2. Exceeding credit limit — Once, credit card issuers would bounce charges when you went over your limit. Now, instead of bouncing charges, they hit you with over limit fees and penalty rates. You exceed your credit limit when your balance is larger than the limit that your credit card issuer has granted you. So, if your limit is $5,000, and you charge something that puts it to $5,050, you are over the limit.
Interest can also take your card over the limit as it mounts on balances you carry on your card. Some card issuers surveyed by Consumer Action don’t impose penalty rates until you exceed your limit two or three times, while others impose them if you go over your limit once.
Consumer Action also found that some credit card issuers will cut a customer’s credit limit below the current balance, forcing you to make a large payment to get back under your limit and incur over limit fees. These credit limit cuts may also trigger penalty rates on your remaining balances, a practice that Sherry labels as “unsavory.”
3. Bouncing checks — Nearly half of credit card companies impose penalty rates if a payment bounces due to a lack of funds in your checking account, according to Consumer Action’s survey. Most credit card issuers and your bank would likely also charge bounced check fees, which could easily add up to $80 per bounced check.
Climbing out of the default rate pit
If you are already paying default rates, your ability to get out of it depends on your issuer and how many times you’ve made late payments, bounced payments or gone over your limit. “The first thing to do is to pick up the phone and call your card issuer,” says Sherry. “The one time I paid late, I got hit with fees and higher rates, so as soon as I realized what had happened, I called my credit card company and reminded them that I had been a loyal customer for five years, and this was the first time I had paid late.
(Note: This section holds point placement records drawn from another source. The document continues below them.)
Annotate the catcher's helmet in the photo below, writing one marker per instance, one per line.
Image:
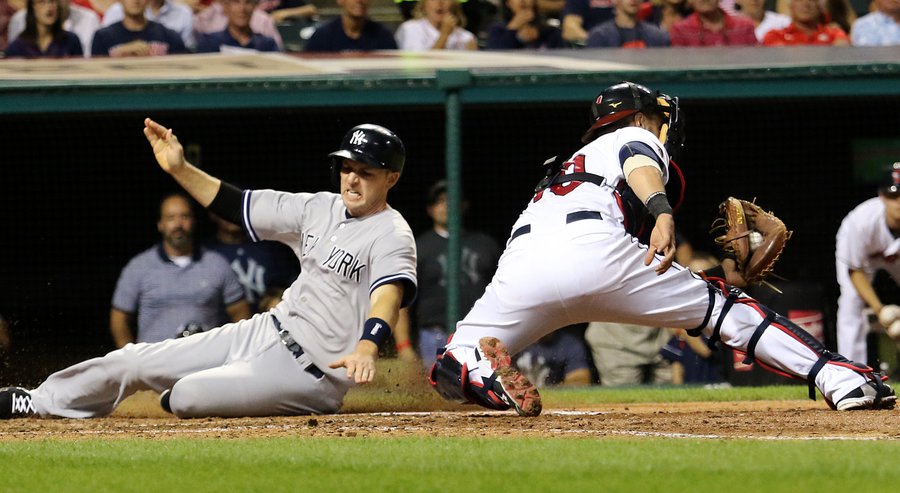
(627, 98)
(890, 182)
(371, 144)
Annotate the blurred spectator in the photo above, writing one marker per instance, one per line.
(436, 25)
(664, 13)
(868, 240)
(285, 10)
(238, 33)
(559, 358)
(352, 31)
(76, 19)
(523, 27)
(5, 340)
(551, 8)
(838, 13)
(170, 13)
(406, 8)
(628, 354)
(879, 28)
(626, 30)
(478, 260)
(212, 19)
(693, 362)
(260, 266)
(134, 35)
(709, 25)
(174, 285)
(44, 35)
(98, 6)
(806, 28)
(765, 20)
(580, 16)
(7, 9)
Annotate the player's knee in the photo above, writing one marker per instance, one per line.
(183, 403)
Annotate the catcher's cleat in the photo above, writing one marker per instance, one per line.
(164, 400)
(874, 394)
(507, 386)
(16, 402)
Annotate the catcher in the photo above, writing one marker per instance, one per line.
(574, 256)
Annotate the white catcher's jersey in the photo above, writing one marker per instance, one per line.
(602, 157)
(566, 264)
(342, 261)
(864, 241)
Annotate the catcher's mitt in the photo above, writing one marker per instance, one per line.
(754, 237)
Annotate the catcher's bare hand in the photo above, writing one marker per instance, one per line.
(360, 364)
(168, 151)
(662, 241)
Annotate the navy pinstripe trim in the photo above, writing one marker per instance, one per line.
(408, 297)
(245, 216)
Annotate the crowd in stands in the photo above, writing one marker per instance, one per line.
(72, 28)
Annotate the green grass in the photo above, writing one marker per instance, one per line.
(447, 464)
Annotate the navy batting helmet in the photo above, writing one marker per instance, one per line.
(627, 98)
(890, 181)
(370, 144)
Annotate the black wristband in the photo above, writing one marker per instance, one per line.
(376, 330)
(658, 204)
(227, 203)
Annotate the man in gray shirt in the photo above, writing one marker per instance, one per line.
(358, 267)
(175, 285)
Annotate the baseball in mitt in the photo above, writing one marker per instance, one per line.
(754, 237)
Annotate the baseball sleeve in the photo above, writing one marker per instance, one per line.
(393, 259)
(850, 247)
(232, 289)
(271, 215)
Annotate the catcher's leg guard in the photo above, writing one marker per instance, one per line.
(484, 376)
(781, 346)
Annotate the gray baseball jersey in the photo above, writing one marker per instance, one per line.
(246, 368)
(342, 260)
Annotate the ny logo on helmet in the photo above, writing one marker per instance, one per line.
(358, 138)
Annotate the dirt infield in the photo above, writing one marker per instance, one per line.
(140, 417)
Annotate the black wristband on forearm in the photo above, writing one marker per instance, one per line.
(227, 203)
(376, 330)
(658, 204)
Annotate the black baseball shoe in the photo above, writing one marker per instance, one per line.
(164, 400)
(874, 394)
(16, 402)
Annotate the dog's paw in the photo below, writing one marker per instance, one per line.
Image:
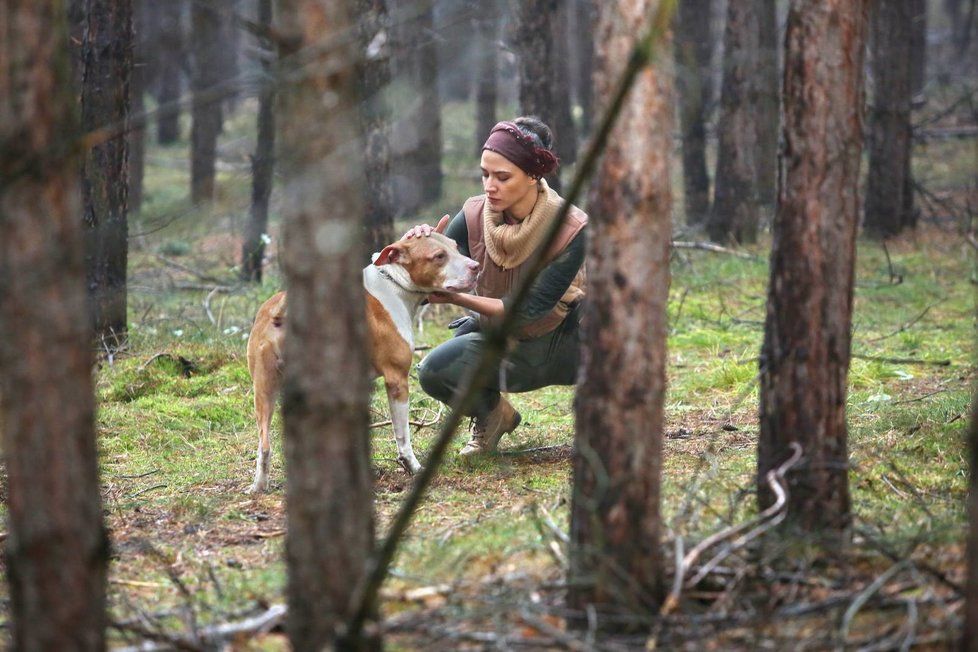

They did put the rate back down.”
It might not be so harsh if they gave you a reasonable amount of time to pay. But many will impose those rates if you are one day late paying.
|— Linda Sherry, spokeswoman|
The worst thing you can do is ignore the situation, says Moriarty. “Many people are so overwhelmed that they don’t even look at their credit card bills anymore,” she says. While you are busy stuffing unopened credit card bills in a drawer, interest and penalties are climbing higher.
Should your credit card company be unwilling to lower your rate to its previous level, ask what steps you can take to get the rate back. Usually, a certain number of on-time payments will do the trick. If you can’t get a straight answer out of the customer service representative, ask to talk to the manager. Keep pushing until you get an answer to your question.
Another option, if your credit is still good, is to find a low interest rate card that you can transfer your balances to without charge. This will get your interest rate down so that you can pay your debt off faster.
With the current economic turndown, many consumers are struggling to make minimum payments on their cards as their overall debt load spirals out of control. If this is you, consider visiting a credit counselor certified by the National Foundation for Credit Counseling or the Association of Independent Credit Card Counseling Agencies. A qualified credit counselor can help you figure out the extent of your debt problem, work up a repayment plan and negotiate with your creditors.